Now, a convergence of exponential technologies is poised to revolutionise healthcare. Artificial intelligence, robotics, 3D-printing, big data, genomics and stem cells together make a potent combination. In one future vision of healthcare, AI-enabled autonomous health scans could provide best-in-class diagnostics to everyone; large-scale genomic sequencing and machine-learning may enable scientists to understand the root causes of diseases such as cancer and Alzheimer’s; robotic surgeons might carry out all operations at a low-cost and with perfect precision; and, labs could regrow critical organs with regularity. It is worth noting that the cost of sequencing the human genome has already fallen from $100m in 2001 to less than $1,000 at present. Against this background. 500m genomes may have been sequenced by 2025 (according to Illumina, a leading player in the field) relative to 600,000 in 2015.

In the near-term, the obesity epidemic may be the most pressing healthcare challenge facing the world. The number of overweight or obese people has tripled since 1980 with not a single developed world country having made progress in reducing its rates. Today, one-third of the world’s population (or 2.1bn) are now overweight including 671m who are obese (according to The Lancet). By 2030, this figure is expected to be 50% of the global population. Moreover, only around 55% of people with obesity have received a formal obesity diagnosis. In the US alone, nearly 79m people are currently living (or c25% of the population) are currently living with obesity, based on data collected by Novo Nordisk, Changing eating patterns therefore matters too.

Where to invest
Many of the trends described above naturally overlap and intersect, thereby magnifying their overall impact. Hence we believe that should investors seek to consider gaining exposure to them, then opting for a basket or range of businesses may be most appropriate strategy. What our preferred businesses share in common are five factors: clear and direct exposure to the theme(s) in question; leading market positions; above-average spend on research and development; strong financial track records; and high-quality management teams.

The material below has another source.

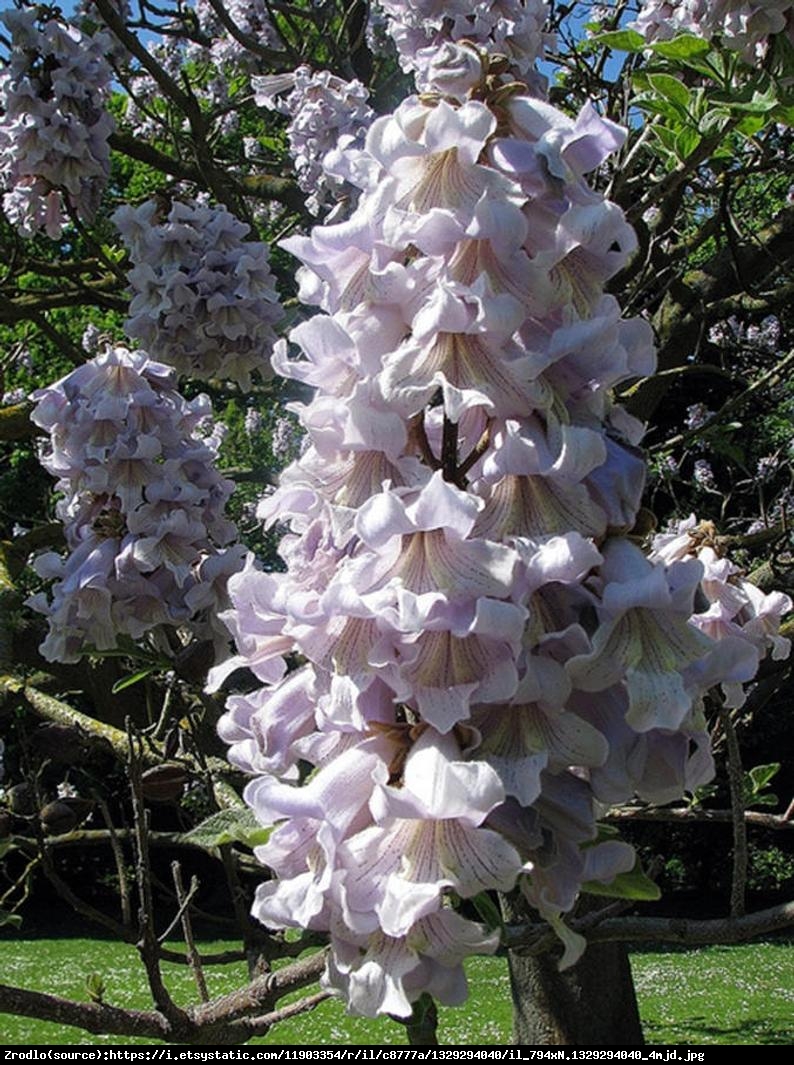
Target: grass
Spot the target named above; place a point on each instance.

Investors should note that the below list is far from exclusive, but simply comprises a sample selection of what we believe to be ‘best ideas’ or well-exposed companies.2 Moreover, it should not be forgotten that given the nascent nature of many of these developments, several of the potentially most attractively-exposed businesses may still be privately owned rather than publicly listed. For more information on our investment process or our products, please do contact your representative at Heptagon Capital for more information.

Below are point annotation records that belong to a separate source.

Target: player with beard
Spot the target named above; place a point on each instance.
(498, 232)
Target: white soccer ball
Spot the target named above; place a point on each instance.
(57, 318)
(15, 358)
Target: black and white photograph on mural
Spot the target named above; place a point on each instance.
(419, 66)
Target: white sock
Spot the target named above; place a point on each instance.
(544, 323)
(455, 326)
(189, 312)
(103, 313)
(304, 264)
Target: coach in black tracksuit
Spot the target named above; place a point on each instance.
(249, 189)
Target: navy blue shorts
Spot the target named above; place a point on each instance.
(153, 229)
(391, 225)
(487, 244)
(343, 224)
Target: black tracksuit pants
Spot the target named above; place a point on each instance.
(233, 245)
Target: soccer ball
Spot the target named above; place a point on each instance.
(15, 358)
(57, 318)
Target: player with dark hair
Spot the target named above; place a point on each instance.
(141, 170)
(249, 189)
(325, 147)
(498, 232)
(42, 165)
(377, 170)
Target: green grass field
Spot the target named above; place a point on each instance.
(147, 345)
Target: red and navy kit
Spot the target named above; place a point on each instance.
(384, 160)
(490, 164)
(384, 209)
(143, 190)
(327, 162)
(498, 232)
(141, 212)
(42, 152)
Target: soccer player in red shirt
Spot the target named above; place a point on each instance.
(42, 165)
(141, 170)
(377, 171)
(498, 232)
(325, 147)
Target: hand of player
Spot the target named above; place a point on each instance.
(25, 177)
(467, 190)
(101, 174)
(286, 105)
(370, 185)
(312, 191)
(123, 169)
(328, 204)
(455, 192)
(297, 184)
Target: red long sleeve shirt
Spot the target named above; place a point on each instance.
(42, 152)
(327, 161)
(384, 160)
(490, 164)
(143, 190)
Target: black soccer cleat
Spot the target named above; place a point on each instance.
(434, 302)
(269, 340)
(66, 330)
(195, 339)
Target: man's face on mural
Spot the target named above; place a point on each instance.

 The power of mobile broadband: AWS (Amazon), Azure (Microsoft), Equinix, TSMC
 The importance of artificial intelligence: Google (Alphabet), NVIDIA
 The car of the future: Tesla, TomTom, Valeo
 The robots are still coming: Duerr, FANUC, Intuitive Surgical
 The holy grail: Fresenius Medical Care, Illumina, Novo Nordisk

All of our previously published thematic research may be found on Heptagon Capital’s website. Over 2017, we will look
to publish further notes on selected new topics.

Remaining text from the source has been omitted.